(Fullerton, CA) — The California State University (CSU) and Wendy Gonaver, represented by attorneys with People For the American Way Foundation, have worked out an agreement over a dispute concerning the requirement that all state employees sign a "loyalty oath" as required by the California Constitution.
Gonaver was originally to have taught two courses at California State University, Fullerton as a temporary lecturer in fall 2007, but she and the university differed over the signing of the oath. A Quaker and pacifist, Gonaver was unable to sign the oath as written because of her religious and other beliefs, and sought to attach an explanatory statement to the oath. Gonaver said that the university would not permit her to attach an explanatory statement, and this violated her legal rights. CSU said that it would not permit Gonaver's original proposed statement because it believed that it qualified the oath.
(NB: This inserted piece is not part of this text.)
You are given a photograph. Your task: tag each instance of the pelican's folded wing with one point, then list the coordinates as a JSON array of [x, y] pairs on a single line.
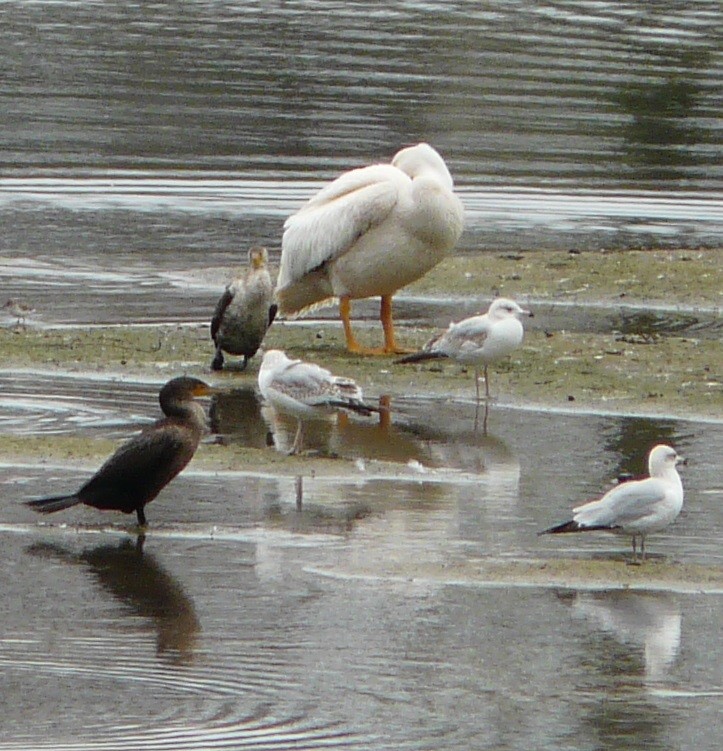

CSU and People For the American Way Foundation have worked together to resolve the dispute. CSU has agreed to appoint Gonaver as a temporary lecturer teaching two classes in American Studies and Women's Studies during the fall 2008 semester, and to allow the attachment of a revised explanatory statement to the oath that CSU agrees does not undermine or qualify the oath.
"CSU is committed to working with individual employees to accommodate their religious beliefs in order to allow them to sign the oath," said CSU General Counsel Christine Helwick. "If an explanatory statement is needed to accomplish this, CSU must ensure that any such statement does not undermine or qualify the oath. In this case, we are pleased that this dispute ended in a positive resolution, and that we were able to work through the process together."
Judith E. Schaeffer, Legal Director of People For the American Way Foundation and Gonaver's attorney, said the settlement clears the way for others with religious or other objections to the oath to attach an explanatory statement, as long as the statement does not undermine or qualify the oath.
"We're delighted that Wendy will be able to teach at CSU and that the university has allowed her to exercise freedom of speech and express her strong religious beliefs as someone who loves her country and the Constitution," said Schaeffer. "We're especially pleased, as is Wendy, that others facing the same situation will also be able to work with CSU to resolve any issues they may have about the oath."